Crickets creaking trills so loud we had to raise our voices, even on the beach down from the cycladic wall under the yellow spongy dry scrub with spiky stars of flowers. It is, he said, as if the light were noisy, all of it Heraclitus’ little fine particles cheeping away, madly counting each other. Thotheka! entheka! thekaksi! ikosieksi! khilioi! Ena thio tris tessera! Hair of the family of hay, torso of th
e family of dog, testicles of the family of Ionian pebbles, glans of the family of plum. Give us another poem, here by the fountain-pen-blue-ink sea. To Apollo of the Lykoreans Evnomos of Lokris gives this cricket of bronze. Know that, matched against Parthis in the finals for the harp, his strings rang keen under the pick until one of them snapped. But the prancing melody missed never a beat: a cricket sprang onto the harp and sounded the missing note in a perfection of harmony. For this sweet miracle, O godly son of Leto, Evnomos places this little singer on your altar. From the Anthology. So it’s Apollo and not Heraclitus running these nattering hoppergrasses and their katydid aunts and crickcrack uncles? And salty-kneed old Poseidon singing along from the sea.

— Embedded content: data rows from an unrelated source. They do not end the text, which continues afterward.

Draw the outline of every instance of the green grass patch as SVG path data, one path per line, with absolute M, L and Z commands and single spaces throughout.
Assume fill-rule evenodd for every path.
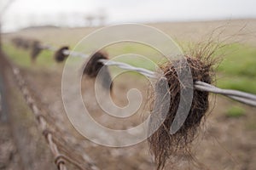
M 245 116 L 245 110 L 239 106 L 232 106 L 230 107 L 227 112 L 227 117 L 241 117 Z

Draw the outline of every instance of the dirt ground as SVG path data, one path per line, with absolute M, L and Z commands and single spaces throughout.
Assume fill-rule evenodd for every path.
M 201 30 L 204 31 L 200 35 L 203 35 L 207 32 L 207 30 L 225 23 L 227 22 L 162 23 L 152 26 L 156 26 L 163 31 L 174 34 L 183 41 L 185 39 L 196 40 L 199 37 L 195 35 Z M 237 26 L 233 27 L 233 31 L 237 27 L 243 26 L 241 23 L 247 23 L 249 26 L 246 31 L 247 34 L 256 31 L 256 20 L 238 20 L 231 23 L 233 26 Z M 181 27 L 183 30 L 179 29 Z M 81 32 L 84 34 L 84 31 L 90 32 L 92 30 L 82 30 L 82 28 L 73 30 L 72 41 L 75 42 L 80 38 Z M 57 36 L 54 33 L 56 32 L 55 31 L 49 29 L 40 31 L 42 34 L 38 35 L 37 34 L 38 31 L 26 30 L 21 33 L 5 35 L 5 38 L 8 39 L 20 34 L 38 37 L 43 42 L 47 40 L 49 42 L 60 44 L 60 40 L 57 42 L 55 39 L 48 39 L 51 37 L 50 35 Z M 57 31 L 57 34 L 68 37 L 70 34 L 63 34 L 65 31 L 70 32 L 68 30 L 61 30 Z M 246 39 L 246 36 L 241 37 L 241 40 Z M 61 43 L 69 42 L 67 40 L 66 41 Z M 247 42 L 256 44 L 256 38 L 250 38 Z M 148 151 L 146 141 L 125 148 L 109 148 L 89 141 L 73 128 L 65 113 L 61 100 L 61 69 L 58 67 L 57 70 L 52 71 L 23 68 L 21 71 L 38 105 L 44 108 L 49 117 L 50 126 L 53 129 L 54 128 L 58 129 L 55 130 L 56 136 L 65 146 L 61 151 L 79 159 L 82 165 L 90 164 L 99 169 L 155 169 L 154 158 Z M 15 87 L 11 74 L 8 73 L 7 75 L 9 88 L 12 91 L 11 97 L 9 99 L 9 100 L 12 100 L 10 103 L 11 116 L 9 120 L 11 126 L 8 122 L 1 122 L 0 169 L 55 169 L 52 156 L 44 138 L 40 136 L 32 114 L 29 111 L 20 93 Z M 146 81 L 137 81 L 137 77 L 127 75 L 115 82 L 113 96 L 117 105 L 120 106 L 127 105 L 125 95 L 131 88 L 140 89 L 143 96 L 146 99 L 148 84 Z M 83 79 L 82 94 L 85 105 L 88 106 L 92 116 L 97 122 L 118 129 L 129 128 L 140 122 L 143 108 L 137 111 L 136 116 L 127 120 L 104 116 L 104 112 L 96 103 L 93 83 L 92 80 Z M 178 160 L 174 165 L 167 163 L 165 169 L 254 170 L 256 168 L 256 109 L 218 95 L 211 95 L 210 101 L 211 109 L 205 122 L 201 126 L 198 138 L 193 144 L 195 156 L 203 166 L 199 168 L 193 164 L 193 161 L 184 159 Z M 239 118 L 227 117 L 225 116 L 227 108 L 235 105 L 242 105 L 246 114 Z M 108 139 L 108 134 L 102 135 L 105 135 Z M 24 168 L 18 166 L 18 162 L 22 162 Z M 96 167 L 95 168 L 96 169 Z M 70 167 L 70 169 L 75 169 L 75 167 Z

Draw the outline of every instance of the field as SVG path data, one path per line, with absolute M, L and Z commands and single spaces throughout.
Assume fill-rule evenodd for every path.
M 216 52 L 222 56 L 222 62 L 216 68 L 214 84 L 223 88 L 231 88 L 256 94 L 256 20 L 233 21 L 209 21 L 190 23 L 148 24 L 172 36 L 184 49 L 190 43 L 207 40 L 211 33 L 216 38 L 226 39 L 227 44 Z M 155 169 L 154 159 L 148 151 L 147 142 L 125 148 L 108 148 L 90 142 L 74 130 L 65 114 L 61 101 L 61 73 L 64 64 L 56 64 L 53 53 L 44 51 L 37 63 L 32 65 L 29 53 L 17 49 L 10 40 L 15 37 L 38 39 L 55 47 L 76 43 L 84 36 L 97 28 L 34 28 L 3 35 L 3 51 L 12 62 L 17 65 L 38 104 L 46 108 L 53 126 L 61 132 L 60 138 L 66 141 L 67 152 L 83 160 L 82 164 L 90 162 L 100 169 Z M 105 48 L 112 56 L 135 53 L 157 60 L 159 54 L 139 44 L 122 43 Z M 131 65 L 153 70 L 154 65 L 143 59 L 122 59 Z M 111 68 L 114 74 L 117 68 Z M 38 135 L 32 113 L 26 106 L 20 93 L 9 74 L 11 100 L 13 133 L 17 150 L 15 155 L 22 158 L 25 169 L 55 169 L 48 147 Z M 92 116 L 101 124 L 115 129 L 126 129 L 141 121 L 148 82 L 134 73 L 125 73 L 114 80 L 113 101 L 119 106 L 127 105 L 126 93 L 132 88 L 138 88 L 143 94 L 143 106 L 135 116 L 128 119 L 117 119 L 106 116 L 96 105 L 94 97 L 94 81 L 82 81 L 83 99 Z M 72 88 L 72 87 L 71 87 Z M 210 110 L 206 122 L 202 123 L 199 136 L 194 143 L 193 150 L 203 169 L 253 170 L 256 168 L 256 109 L 211 94 Z M 78 110 L 79 111 L 79 110 Z M 116 123 L 118 122 L 118 123 Z M 93 129 L 91 129 L 93 130 Z M 3 130 L 4 131 L 4 130 Z M 95 132 L 97 133 L 97 132 Z M 108 139 L 107 134 L 106 139 Z M 15 145 L 14 144 L 14 145 Z M 39 145 L 38 147 L 37 145 Z M 70 153 L 69 153 L 70 154 Z M 0 154 L 1 155 L 1 154 Z M 4 164 L 4 163 L 3 163 Z M 7 164 L 11 167 L 15 161 Z M 47 165 L 46 165 L 47 164 Z M 43 167 L 42 167 L 43 166 Z M 74 167 L 71 167 L 72 169 Z M 202 167 L 201 167 L 202 168 Z M 11 167 L 9 167 L 11 169 Z M 198 169 L 193 162 L 178 160 L 177 164 L 167 164 L 166 169 Z

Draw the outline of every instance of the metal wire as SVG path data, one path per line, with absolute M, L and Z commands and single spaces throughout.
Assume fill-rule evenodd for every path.
M 56 51 L 58 50 L 57 48 L 49 46 L 49 45 L 44 45 L 41 46 L 42 49 L 48 49 L 50 51 Z M 82 58 L 89 58 L 90 55 L 79 53 L 79 52 L 75 52 L 75 51 L 70 51 L 70 50 L 65 50 L 63 51 L 64 54 L 67 54 L 70 56 L 73 57 L 82 57 Z M 118 66 L 121 69 L 128 70 L 128 71 L 133 71 L 139 72 L 148 78 L 159 78 L 160 76 L 158 75 L 157 72 L 154 72 L 151 71 L 148 71 L 144 68 L 140 68 L 140 67 L 136 67 L 132 66 L 131 65 L 128 65 L 126 63 L 122 63 L 122 62 L 118 62 L 114 60 L 99 60 L 99 62 L 102 62 L 102 64 L 109 66 Z M 201 82 L 201 81 L 196 81 L 194 84 L 194 87 L 195 89 L 200 90 L 200 91 L 206 91 L 209 93 L 214 93 L 214 94 L 219 94 L 222 95 L 224 95 L 226 97 L 229 97 L 232 99 L 235 99 L 236 101 L 239 101 L 241 103 L 244 103 L 252 106 L 256 107 L 256 95 L 252 94 L 247 94 L 244 92 L 241 92 L 238 90 L 231 90 L 231 89 L 221 89 L 219 88 L 217 88 L 215 86 L 212 86 L 211 84 Z

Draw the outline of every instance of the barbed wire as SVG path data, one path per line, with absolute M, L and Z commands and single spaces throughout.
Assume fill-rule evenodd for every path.
M 45 45 L 42 46 L 44 49 L 48 49 L 50 51 L 55 52 L 57 50 L 56 48 L 54 48 L 49 45 Z M 73 57 L 82 57 L 82 58 L 89 58 L 90 55 L 79 53 L 79 52 L 75 52 L 75 51 L 70 51 L 70 50 L 63 50 L 63 54 L 73 56 Z M 128 71 L 133 71 L 139 72 L 144 76 L 146 76 L 148 78 L 159 78 L 160 76 L 158 75 L 157 72 L 154 72 L 151 71 L 148 71 L 144 68 L 141 67 L 136 67 L 132 66 L 129 64 L 126 63 L 122 63 L 122 62 L 118 62 L 114 60 L 99 60 L 99 62 L 104 64 L 105 65 L 109 65 L 109 66 L 117 66 L 124 70 L 128 70 Z M 236 101 L 239 101 L 243 104 L 247 104 L 252 106 L 256 107 L 256 95 L 238 91 L 238 90 L 231 90 L 231 89 L 221 89 L 219 88 L 217 88 L 215 86 L 212 86 L 211 84 L 201 82 L 201 81 L 196 81 L 195 82 L 194 87 L 195 89 L 200 90 L 200 91 L 206 91 L 209 93 L 213 93 L 213 94 L 218 94 L 224 95 L 228 98 L 230 98 L 232 99 L 235 99 Z

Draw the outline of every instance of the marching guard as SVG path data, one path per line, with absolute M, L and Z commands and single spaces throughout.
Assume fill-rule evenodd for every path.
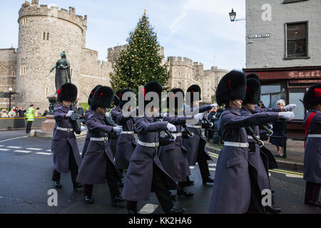
M 248 165 L 248 139 L 245 128 L 279 118 L 291 120 L 294 117 L 292 112 L 267 112 L 241 116 L 239 109 L 245 96 L 245 87 L 244 73 L 232 71 L 223 77 L 216 90 L 218 104 L 225 105 L 218 123 L 224 146 L 216 165 L 209 208 L 210 214 L 246 213 L 260 202 L 251 202 L 251 191 L 260 190 L 258 186 L 250 182 L 253 170 Z
M 56 188 L 62 187 L 60 182 L 61 173 L 68 172 L 68 170 L 71 170 L 73 189 L 83 187 L 76 180 L 82 160 L 76 140 L 76 129 L 70 119 L 73 113 L 70 106 L 76 101 L 77 93 L 77 87 L 71 83 L 63 85 L 57 93 L 57 100 L 62 103 L 62 106 L 54 109 L 56 130 L 54 131 L 51 144 L 54 152 L 54 172 L 51 180 L 54 182 Z M 81 126 L 81 130 L 84 130 L 85 128 Z M 77 133 L 79 134 L 80 132 Z
M 303 120 L 305 143 L 305 170 L 306 180 L 305 204 L 321 207 L 319 201 L 321 185 L 321 83 L 311 86 L 303 98 L 308 110 Z
M 163 87 L 158 82 L 147 83 L 143 90 L 144 98 L 148 92 L 157 93 L 160 101 Z M 150 102 L 145 100 L 144 108 Z M 157 155 L 160 145 L 170 142 L 169 138 L 160 138 L 160 132 L 176 130 L 175 125 L 168 122 L 155 121 L 153 115 L 158 115 L 159 110 L 157 107 L 146 110 L 144 116 L 138 118 L 136 121 L 136 130 L 139 140 L 131 156 L 123 190 L 123 197 L 128 200 L 127 209 L 130 214 L 138 213 L 138 202 L 148 200 L 151 190 L 155 192 L 165 213 L 179 214 L 185 211 L 184 208 L 173 207 L 168 190 L 178 190 L 179 187 L 164 170 Z
M 199 100 L 201 100 L 200 88 L 198 85 L 193 85 L 188 88 L 187 92 L 190 93 L 190 109 L 193 110 L 194 106 L 198 106 Z M 194 101 L 194 93 L 197 92 L 198 92 L 199 98 Z M 200 114 L 203 113 L 210 110 L 213 107 L 214 107 L 214 104 L 199 107 L 198 112 Z M 198 116 L 203 118 L 202 115 Z M 214 180 L 210 178 L 208 164 L 208 160 L 212 160 L 212 158 L 206 150 L 206 139 L 202 134 L 202 128 L 209 128 L 210 126 L 208 124 L 202 124 L 202 118 L 200 118 L 197 125 L 188 125 L 187 127 L 194 135 L 191 138 L 183 139 L 185 147 L 188 148 L 187 153 L 188 163 L 190 165 L 195 165 L 196 162 L 198 163 L 203 185 L 213 183 Z M 187 185 L 193 185 L 193 181 L 190 180 L 188 177 Z
M 91 99 L 91 111 L 86 115 L 86 125 L 90 133 L 90 142 L 79 169 L 77 181 L 85 184 L 85 201 L 93 203 L 93 185 L 104 183 L 105 180 L 111 195 L 111 204 L 116 206 L 124 200 L 121 197 L 117 181 L 122 175 L 115 167 L 108 144 L 111 133 L 120 133 L 121 127 L 107 125 L 106 110 L 111 104 L 113 90 L 108 86 L 97 88 Z
M 192 192 L 188 192 L 185 190 L 185 183 L 187 182 L 187 177 L 190 175 L 190 165 L 187 160 L 186 154 L 188 150 L 183 144 L 183 138 L 190 138 L 191 136 L 187 133 L 186 131 L 182 131 L 183 127 L 181 125 L 186 123 L 187 119 L 193 119 L 192 115 L 188 116 L 178 116 L 178 113 L 183 111 L 183 103 L 179 103 L 178 98 L 175 98 L 175 95 L 179 93 L 181 93 L 183 98 L 184 92 L 180 88 L 175 88 L 170 90 L 173 92 L 173 96 L 167 98 L 168 108 L 172 108 L 172 113 L 175 114 L 175 117 L 170 117 L 169 113 L 167 113 L 167 116 L 163 119 L 163 121 L 168 121 L 168 123 L 175 125 L 176 131 L 173 133 L 173 135 L 176 136 L 175 140 L 168 145 L 160 146 L 158 150 L 158 157 L 162 162 L 163 166 L 165 170 L 170 175 L 170 176 L 176 182 L 178 183 L 180 190 L 177 190 L 178 196 L 185 196 L 186 197 L 190 197 L 194 195 Z M 172 103 L 170 100 L 174 100 Z M 175 106 L 170 107 L 170 104 L 173 103 Z M 195 118 L 201 115 L 196 115 Z M 198 119 L 198 120 L 199 119 Z M 174 197 L 174 195 L 173 195 Z
M 101 85 L 96 86 L 95 88 L 93 88 L 93 90 L 91 90 L 91 94 L 89 94 L 89 97 L 88 98 L 88 104 L 89 105 L 89 108 L 86 110 L 85 116 L 86 116 L 86 115 L 87 115 L 87 113 L 89 113 L 91 112 L 91 109 L 90 108 L 91 104 L 91 99 L 93 98 L 93 93 L 95 93 L 97 88 L 98 88 L 101 86 L 101 86 Z M 83 152 L 81 153 L 82 159 L 83 159 L 83 157 L 85 157 L 86 150 L 87 150 L 87 147 L 88 147 L 88 145 L 89 144 L 90 140 L 91 140 L 91 135 L 90 135 L 89 131 L 87 131 L 87 135 L 86 135 L 85 143 L 83 144 Z

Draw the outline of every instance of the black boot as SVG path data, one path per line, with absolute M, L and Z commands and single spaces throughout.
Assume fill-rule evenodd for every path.
M 111 198 L 111 206 L 117 206 L 119 202 L 122 202 L 126 200 L 123 199 L 121 196 L 113 197 Z
M 184 207 L 183 208 L 176 208 L 173 207 L 170 209 L 168 209 L 165 212 L 165 214 L 183 214 L 185 211 Z
M 62 185 L 60 183 L 60 181 L 55 181 L 54 183 L 55 183 L 56 188 L 61 188 L 62 187 Z
M 282 209 L 280 207 L 266 206 L 264 208 L 265 209 L 265 212 L 270 214 L 278 214 L 282 212 Z
M 88 204 L 93 204 L 93 199 L 91 199 L 88 196 L 85 197 L 85 202 Z

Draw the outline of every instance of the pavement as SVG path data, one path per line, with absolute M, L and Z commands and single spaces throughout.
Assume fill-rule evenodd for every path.
M 277 154 L 275 146 L 270 143 L 268 140 L 264 141 L 264 146 L 268 149 L 272 155 Z M 208 141 L 206 143 L 206 147 L 210 151 L 220 153 L 223 145 L 218 145 L 217 143 Z M 303 164 L 305 160 L 305 149 L 303 141 L 287 139 L 286 155 L 286 158 L 275 157 L 280 168 L 304 171 Z

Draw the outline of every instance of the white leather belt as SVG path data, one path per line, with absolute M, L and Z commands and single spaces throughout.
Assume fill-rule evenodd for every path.
M 307 137 L 310 137 L 310 138 L 321 138 L 321 134 L 307 135 Z
M 57 127 L 57 128 L 56 128 L 56 130 L 63 130 L 63 131 L 73 131 L 73 128 L 60 128 L 60 127 Z
M 224 145 L 236 147 L 248 147 L 248 142 L 224 142 Z
M 122 131 L 121 134 L 126 134 L 126 135 L 133 135 L 133 131 Z
M 198 129 L 201 129 L 202 126 L 200 125 L 186 125 L 186 127 L 188 128 L 198 128 Z
M 258 139 L 260 139 L 260 135 L 255 135 L 256 136 L 256 138 L 258 138 Z M 249 140 L 253 140 L 253 138 L 252 137 L 252 136 L 250 136 L 250 135 L 248 135 L 248 138 L 249 139 Z
M 159 147 L 159 142 L 144 142 L 142 141 L 138 140 L 137 142 L 139 145 L 143 145 L 144 147 Z
M 91 141 L 99 141 L 99 142 L 107 142 L 108 140 L 108 137 L 105 138 L 91 138 Z

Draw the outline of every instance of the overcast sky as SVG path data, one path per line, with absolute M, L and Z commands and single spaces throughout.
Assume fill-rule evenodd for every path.
M 1 1 L 0 48 L 10 48 L 11 42 L 18 47 L 18 12 L 24 2 Z M 245 18 L 245 0 L 40 0 L 39 4 L 73 6 L 76 14 L 88 15 L 86 48 L 97 50 L 101 60 L 108 48 L 126 43 L 146 9 L 166 58 L 187 57 L 205 69 L 214 61 L 219 68 L 245 68 L 245 21 L 230 22 L 228 15 L 233 8 L 237 19 Z

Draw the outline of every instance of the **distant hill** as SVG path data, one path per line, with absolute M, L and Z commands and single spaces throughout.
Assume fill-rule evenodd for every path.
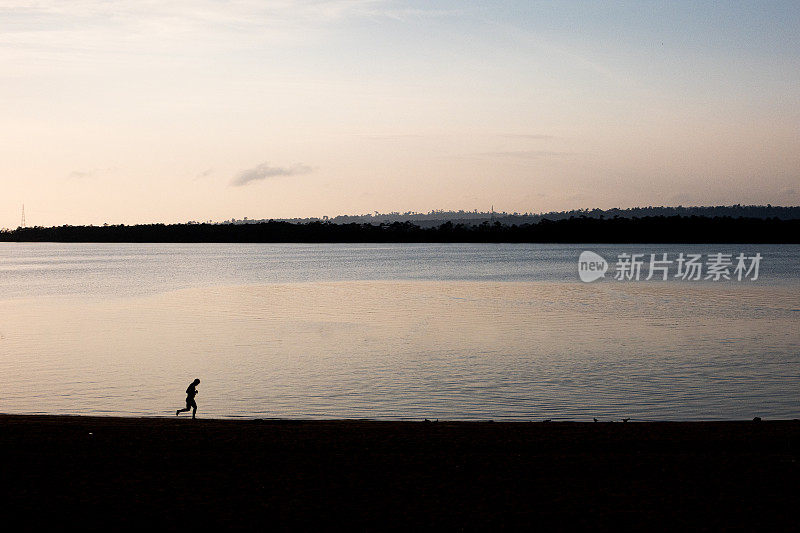
M 512 215 L 513 216 L 513 215 Z M 325 222 L 258 224 L 141 224 L 60 226 L 0 231 L 17 242 L 606 242 L 606 243 L 800 243 L 800 218 L 590 217 L 503 224 Z
M 483 222 L 500 222 L 503 225 L 536 224 L 543 219 L 557 221 L 569 218 L 587 217 L 596 219 L 605 218 L 644 218 L 644 217 L 672 217 L 672 216 L 698 216 L 698 217 L 730 217 L 730 218 L 778 218 L 781 220 L 800 219 L 800 206 L 773 206 L 773 205 L 729 205 L 729 206 L 698 206 L 698 207 L 631 207 L 627 209 L 574 209 L 572 211 L 550 211 L 547 213 L 506 213 L 491 211 L 444 211 L 434 210 L 427 213 L 406 211 L 405 213 L 378 213 L 366 215 L 338 215 L 335 217 L 309 217 L 309 218 L 276 218 L 276 219 L 231 219 L 227 224 L 258 224 L 274 220 L 276 222 L 291 222 L 304 224 L 308 222 L 331 222 L 333 224 L 391 224 L 393 222 L 413 222 L 421 228 L 434 228 L 445 222 L 464 224 L 467 226 L 479 225 Z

So Sora, to be worthy of the beauty of the world, shaved his head the day we departed, and donned a wandering priest’s black robe, and took yet a third name, Sogo, which means Enlightened, for the road. When he wrote his haiku for Mount Kurokami, he was not merely describing his visit but dedicating himself to the sacredness of perception. We climbed higher above the shrine. We found the waterfall. It is a hundred feet high, splashing into a pool of darkest green. Urami-no-Taki is its name, See from Inside, for you can climb among the rocks and get in behind it. I wrote: From a silent cave I saw the waterfall, summer’s first grand sight for me. I had a friend at Kurobane in Nasu County. To get there you cross a wide grassy moor for many’s the mile, following a path. We kept our eyes on a village in the distance as a landmark, but night came on and rain began to pelt down before we could get there. We spent the night at a farmer’s hut along the way. Next day we saw a farmer with a horse, which we asked the loan of. The paths over the moor, he said, are like a great net. You will soon get lost at the crossroads. But the horse will know the way. Let him decide which path to take.